Decrease in BMD, development of osteoporosis and IF risk related to abdominal irradiation has not been investigated prospectively before. Osteoporosis is observed in patients after abdominal irradiation and IF risk is a significant late effect of radiotherapy in these patients. As clinicans, we must be aware of this possible complication and take two points into consideration. First of all we should not think of vertebral fractures as the metastases of primary tumor especially if the involved bone is already in the irradiated area. Secondly we should follow BMDs in this group of patients with DEXA and take preventive measures against development or progression of osteoporosis and consult these patients with endocrinologists.

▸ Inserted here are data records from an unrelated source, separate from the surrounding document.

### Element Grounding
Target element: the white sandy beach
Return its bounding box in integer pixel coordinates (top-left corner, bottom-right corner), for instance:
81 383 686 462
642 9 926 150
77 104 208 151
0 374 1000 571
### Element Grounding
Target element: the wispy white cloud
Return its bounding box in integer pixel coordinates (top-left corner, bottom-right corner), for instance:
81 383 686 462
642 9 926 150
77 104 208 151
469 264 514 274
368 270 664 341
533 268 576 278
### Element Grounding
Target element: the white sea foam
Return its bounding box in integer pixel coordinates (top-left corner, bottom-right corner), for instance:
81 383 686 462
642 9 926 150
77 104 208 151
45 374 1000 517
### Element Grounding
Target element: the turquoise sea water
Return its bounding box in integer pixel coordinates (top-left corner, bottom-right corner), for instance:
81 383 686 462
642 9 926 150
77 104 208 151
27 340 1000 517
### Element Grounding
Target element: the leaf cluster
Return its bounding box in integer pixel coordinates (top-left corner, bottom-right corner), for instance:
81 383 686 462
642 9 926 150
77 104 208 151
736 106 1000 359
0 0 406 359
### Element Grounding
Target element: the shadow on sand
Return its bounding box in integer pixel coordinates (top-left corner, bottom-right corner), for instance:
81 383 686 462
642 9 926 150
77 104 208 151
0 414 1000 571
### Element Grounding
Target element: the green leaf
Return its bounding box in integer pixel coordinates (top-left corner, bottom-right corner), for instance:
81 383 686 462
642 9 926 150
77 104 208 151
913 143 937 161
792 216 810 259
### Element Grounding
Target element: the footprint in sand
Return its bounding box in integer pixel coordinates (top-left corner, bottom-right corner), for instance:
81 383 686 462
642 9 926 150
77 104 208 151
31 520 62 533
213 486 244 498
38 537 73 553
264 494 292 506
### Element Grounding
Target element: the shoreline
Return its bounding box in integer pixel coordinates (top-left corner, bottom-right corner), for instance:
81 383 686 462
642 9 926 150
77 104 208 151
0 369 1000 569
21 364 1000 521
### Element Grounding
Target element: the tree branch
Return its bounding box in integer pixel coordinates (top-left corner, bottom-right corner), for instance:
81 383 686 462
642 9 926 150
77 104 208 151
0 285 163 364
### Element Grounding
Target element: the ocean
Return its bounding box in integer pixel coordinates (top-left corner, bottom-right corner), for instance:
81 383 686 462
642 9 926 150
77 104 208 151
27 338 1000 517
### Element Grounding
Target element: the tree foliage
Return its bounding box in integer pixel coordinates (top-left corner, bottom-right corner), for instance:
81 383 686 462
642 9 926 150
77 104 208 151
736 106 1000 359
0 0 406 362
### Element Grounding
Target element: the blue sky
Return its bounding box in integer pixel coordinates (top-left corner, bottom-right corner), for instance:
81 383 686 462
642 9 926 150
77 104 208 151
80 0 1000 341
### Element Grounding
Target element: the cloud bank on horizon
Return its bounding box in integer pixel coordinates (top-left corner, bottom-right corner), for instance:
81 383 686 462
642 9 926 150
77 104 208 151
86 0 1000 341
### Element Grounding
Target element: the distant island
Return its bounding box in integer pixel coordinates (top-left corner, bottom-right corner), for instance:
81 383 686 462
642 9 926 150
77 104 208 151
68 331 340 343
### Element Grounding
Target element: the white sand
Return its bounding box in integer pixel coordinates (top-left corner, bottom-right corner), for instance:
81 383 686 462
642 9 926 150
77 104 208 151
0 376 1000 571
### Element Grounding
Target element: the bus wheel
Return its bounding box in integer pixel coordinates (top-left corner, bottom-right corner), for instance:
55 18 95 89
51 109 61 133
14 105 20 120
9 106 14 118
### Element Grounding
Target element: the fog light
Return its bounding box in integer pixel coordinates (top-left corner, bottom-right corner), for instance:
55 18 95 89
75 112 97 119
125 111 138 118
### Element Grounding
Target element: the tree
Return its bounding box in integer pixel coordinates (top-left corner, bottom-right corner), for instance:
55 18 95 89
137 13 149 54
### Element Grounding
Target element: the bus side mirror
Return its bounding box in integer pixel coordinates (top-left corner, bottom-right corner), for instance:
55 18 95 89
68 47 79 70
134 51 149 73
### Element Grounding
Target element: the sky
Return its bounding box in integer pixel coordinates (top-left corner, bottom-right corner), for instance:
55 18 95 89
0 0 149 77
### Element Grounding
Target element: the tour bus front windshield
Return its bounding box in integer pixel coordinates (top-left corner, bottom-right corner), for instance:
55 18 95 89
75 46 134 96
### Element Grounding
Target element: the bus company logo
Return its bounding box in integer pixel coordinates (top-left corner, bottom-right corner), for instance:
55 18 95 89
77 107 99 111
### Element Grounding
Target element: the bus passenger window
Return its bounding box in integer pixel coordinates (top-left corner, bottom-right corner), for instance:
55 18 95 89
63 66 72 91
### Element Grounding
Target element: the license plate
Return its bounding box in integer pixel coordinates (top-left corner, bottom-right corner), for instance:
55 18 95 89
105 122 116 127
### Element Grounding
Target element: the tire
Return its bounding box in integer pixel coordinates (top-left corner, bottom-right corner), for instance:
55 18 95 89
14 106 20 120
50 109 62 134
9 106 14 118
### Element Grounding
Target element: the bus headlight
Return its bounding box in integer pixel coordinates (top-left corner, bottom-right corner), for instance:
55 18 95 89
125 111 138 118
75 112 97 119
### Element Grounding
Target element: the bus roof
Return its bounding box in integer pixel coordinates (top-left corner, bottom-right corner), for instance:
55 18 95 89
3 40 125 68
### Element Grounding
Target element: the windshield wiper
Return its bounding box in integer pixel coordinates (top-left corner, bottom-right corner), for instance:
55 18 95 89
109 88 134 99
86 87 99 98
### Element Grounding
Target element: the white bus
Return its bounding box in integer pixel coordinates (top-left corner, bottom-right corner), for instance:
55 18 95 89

When we evaluated the seven patients with IFs (Table 4), we realized that the fractured vertebras were exposed to high radiation doses. This is due to three-dimensional conformal radiotherapy planning with no attention to the radiation doses received by the vertebral bones. The mean radiation doses were around or above 30 Gy in the fractured vertebrae. We should try to decrease mean radiation doses for the vertebrale bones within the radiation field especially in the elderly and already osteoporotic patients. It is better to offer intensity modulated radiotherapy to these patients in order to prevent future fracture risk. Biphosphonates together with calcium and vitamin D are also very important in preventing osteoporosis and lowering the fracture rates. They have been shown to be effective in preventing skelatal related adverse events and should be considered in these patients [34, 35].

Conclusions

Athough bone toxicity is a frequent complication of radiotherapy in cancer survivors, radiation induced osteoporosis and insufficiency fractures as late effects of radiotherapy are rarely recognized by radiation oncologists. Insufficiency fractures as the worst outcome of radiation induced bone toxicity result in significant morbidity and financial burden. It is very important to keep in mind this possible and in fact common complication especially in old and postmenopausal patients receiving hormonal manipulations resulting in osteoporosis.